Wakil Ketua DPRD Kabupaten Kampar Sunardi DS menegaskan bahwa Musrenbang kecamatan merupakan amanat Undang-Undang Nomor 25 Tahun 2004 tentang Sistem Perencanaan Pembangunan Nasional. Menurut dia, forum ini harus menjadi sarana efektif untuk menyerap aspirasi masyarakat.
“Musrenbang tidak boleh sekadar seremonial. Usulan dari masyarakat harus benar-benar diperjuangkan,” ujar Sunardi.
Ia menyoroti kondisi infrastruktur di Tapung Raya yang masih membutuhkan perhatian serius, terutama akses jalan di sejumlah desa di Kecamatan Tapung Hulu serta pembangunan jembatan Desa Koto Aman yang belum rampung.
Wakil Bupati Kampar Misharti menyampaikan bahwa Musrenbang merupakan forum strategis dalam merumuskan perencanaan pembangunan secara partisipatif dan berjenjang, mulai dari desa hingga kabupaten.
Seluruh usulan, kata dia, harus disampaikan melalui mekanisme perencanaan resmi dengan memanfaatkan Sistem Informasi Pemerintahan Daerah (SIPD).

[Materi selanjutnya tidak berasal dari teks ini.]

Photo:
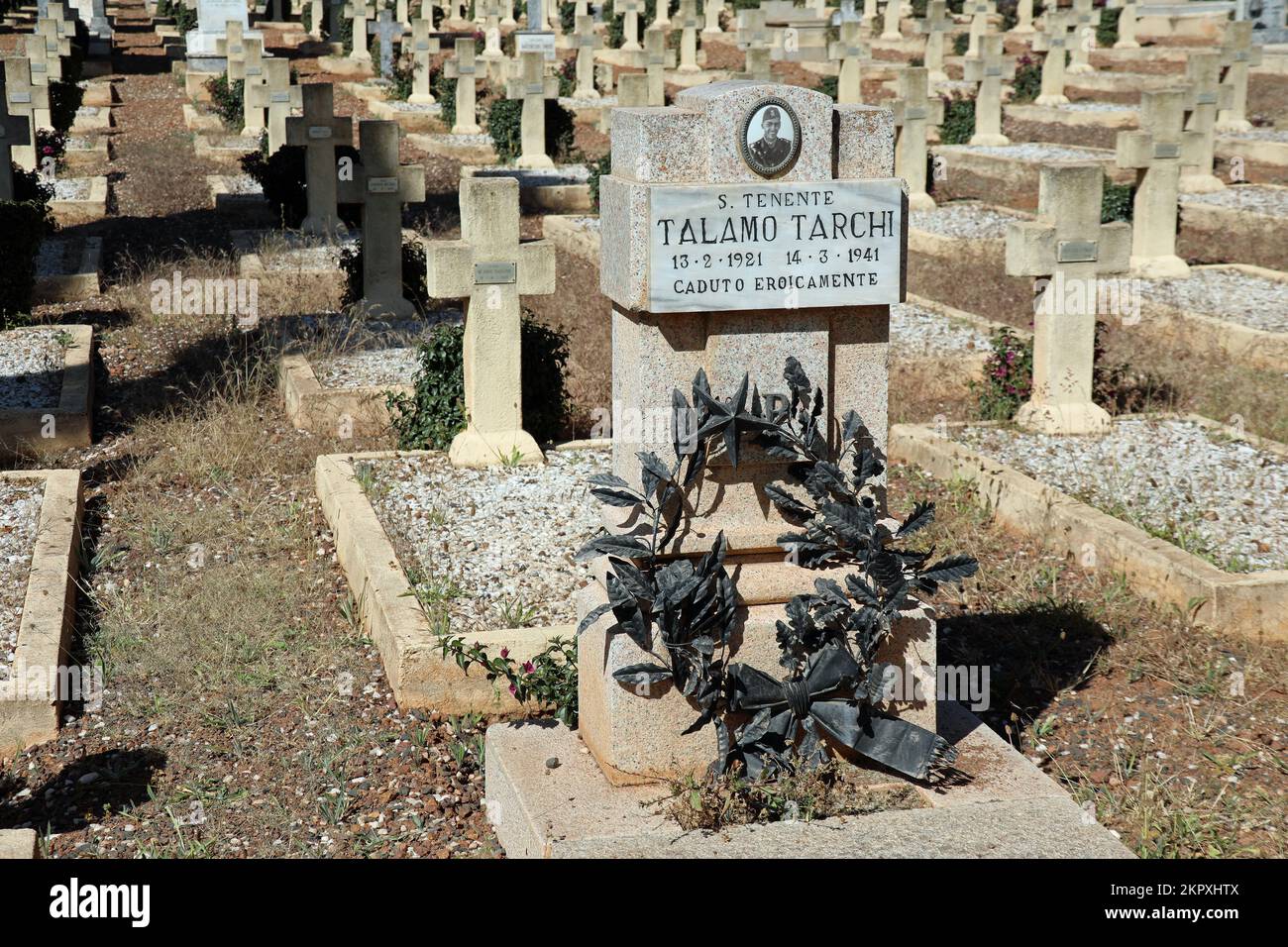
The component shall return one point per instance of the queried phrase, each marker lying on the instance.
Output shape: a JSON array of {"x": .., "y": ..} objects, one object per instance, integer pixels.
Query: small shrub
[
  {"x": 436, "y": 412},
  {"x": 505, "y": 123},
  {"x": 958, "y": 120},
  {"x": 227, "y": 101}
]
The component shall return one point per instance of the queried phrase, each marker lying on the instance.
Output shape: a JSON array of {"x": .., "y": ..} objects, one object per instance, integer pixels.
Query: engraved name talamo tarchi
[{"x": 774, "y": 245}]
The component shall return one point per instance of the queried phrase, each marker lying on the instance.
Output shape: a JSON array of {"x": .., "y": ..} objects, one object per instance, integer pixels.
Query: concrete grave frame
[
  {"x": 1253, "y": 604},
  {"x": 21, "y": 428},
  {"x": 50, "y": 608},
  {"x": 413, "y": 661}
]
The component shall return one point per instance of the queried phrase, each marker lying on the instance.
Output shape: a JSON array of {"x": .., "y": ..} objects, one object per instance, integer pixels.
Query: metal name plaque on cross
[
  {"x": 776, "y": 245},
  {"x": 492, "y": 273}
]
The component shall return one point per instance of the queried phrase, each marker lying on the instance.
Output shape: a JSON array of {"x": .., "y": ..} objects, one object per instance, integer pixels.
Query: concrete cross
[
  {"x": 253, "y": 75},
  {"x": 935, "y": 25},
  {"x": 1206, "y": 95},
  {"x": 278, "y": 97},
  {"x": 423, "y": 47},
  {"x": 711, "y": 11},
  {"x": 360, "y": 12},
  {"x": 1069, "y": 245},
  {"x": 381, "y": 185},
  {"x": 1085, "y": 20},
  {"x": 318, "y": 132},
  {"x": 913, "y": 111},
  {"x": 386, "y": 30},
  {"x": 1054, "y": 42},
  {"x": 892, "y": 20},
  {"x": 14, "y": 133},
  {"x": 587, "y": 42},
  {"x": 490, "y": 268},
  {"x": 657, "y": 59},
  {"x": 687, "y": 20},
  {"x": 462, "y": 68},
  {"x": 1157, "y": 153},
  {"x": 979, "y": 12},
  {"x": 630, "y": 11},
  {"x": 1127, "y": 27},
  {"x": 853, "y": 54},
  {"x": 1237, "y": 53},
  {"x": 25, "y": 99},
  {"x": 533, "y": 86},
  {"x": 990, "y": 68}
]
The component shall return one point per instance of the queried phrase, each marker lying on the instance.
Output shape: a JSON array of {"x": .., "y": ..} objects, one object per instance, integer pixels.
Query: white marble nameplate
[{"x": 774, "y": 245}]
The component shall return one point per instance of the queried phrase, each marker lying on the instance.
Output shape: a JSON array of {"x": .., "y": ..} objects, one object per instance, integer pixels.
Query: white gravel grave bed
[
  {"x": 494, "y": 539},
  {"x": 915, "y": 333},
  {"x": 1228, "y": 294},
  {"x": 31, "y": 367},
  {"x": 20, "y": 517},
  {"x": 1222, "y": 499},
  {"x": 964, "y": 219},
  {"x": 1254, "y": 198},
  {"x": 370, "y": 368}
]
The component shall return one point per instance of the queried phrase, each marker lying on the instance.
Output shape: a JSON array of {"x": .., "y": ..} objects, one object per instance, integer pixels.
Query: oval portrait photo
[{"x": 771, "y": 138}]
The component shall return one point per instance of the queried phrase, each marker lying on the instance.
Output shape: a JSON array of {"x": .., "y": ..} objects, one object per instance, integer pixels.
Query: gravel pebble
[
  {"x": 1253, "y": 198},
  {"x": 20, "y": 515},
  {"x": 1228, "y": 294},
  {"x": 915, "y": 331},
  {"x": 501, "y": 536},
  {"x": 964, "y": 219},
  {"x": 31, "y": 365},
  {"x": 1173, "y": 478}
]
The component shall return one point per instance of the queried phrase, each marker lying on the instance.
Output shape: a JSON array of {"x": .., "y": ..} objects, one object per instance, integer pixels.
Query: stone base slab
[
  {"x": 1252, "y": 604},
  {"x": 1001, "y": 806},
  {"x": 30, "y": 714},
  {"x": 22, "y": 429}
]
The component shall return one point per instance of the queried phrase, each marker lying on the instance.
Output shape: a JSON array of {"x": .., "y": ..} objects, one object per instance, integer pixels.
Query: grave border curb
[
  {"x": 50, "y": 605},
  {"x": 73, "y": 425},
  {"x": 1249, "y": 604}
]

Misharti juga mengakui keterbatasan kemampuan keuangan daerah. Anggaran Pendapatan dan Belanja Daerah (APBD) Kabupaten Kampar pada 2026 tercatat sebesar Rp2,6 triliun, menurun dibandingkan tahun sebelumnya sekitar Rp3,2 triliun. Karena itu, pembangunan daerah tidak hanya mengandalkan APBD, tetapi juga memerlukan dukungan dari APBD Provinsi, APBN, serta sumber pendanaan lain seperti tanggung jawab sosial perusahaan.
Dalam forum tersebut, peserta Musrenbang menyampaikan beragam usulan pembangunan, antara lain peningkatan dan pengaspalan jalan, pembangunan jembatan, drainase, penyediaan air bersih, pembangunan rumah layak huni, serta peningkatan layanan kesehatan.
Danramil Tapung Kapten Edwar mengusulkan pembangunan jembatan gantung di Desa Batu Gajah dan pembukaan akses jalan Batu Gajah–Bukit Naang guna memperlancar konektivitas antarwilayah.
Pelaksana Harian Kepala Bappeda Kabupaten Kampar Yusdiyen Hadinata mengungkapkan, dari tiga kecamatan Tapung Raya tercatat sebanyak 663 usulan pembangunan. Sementara itu, total usulan dari seluruh kecamatan di Kabupaten Kampar mencapai lebih dari 3.000 usulan dengan kebutuhan anggaran sekitar Rp9 triliun.
Dari total panjang jalan di Kampar sekitar 2.700 kilometer, sekitar 40 persen di antaranya masih dalam kondisi rusak sedang hingga rusak berat.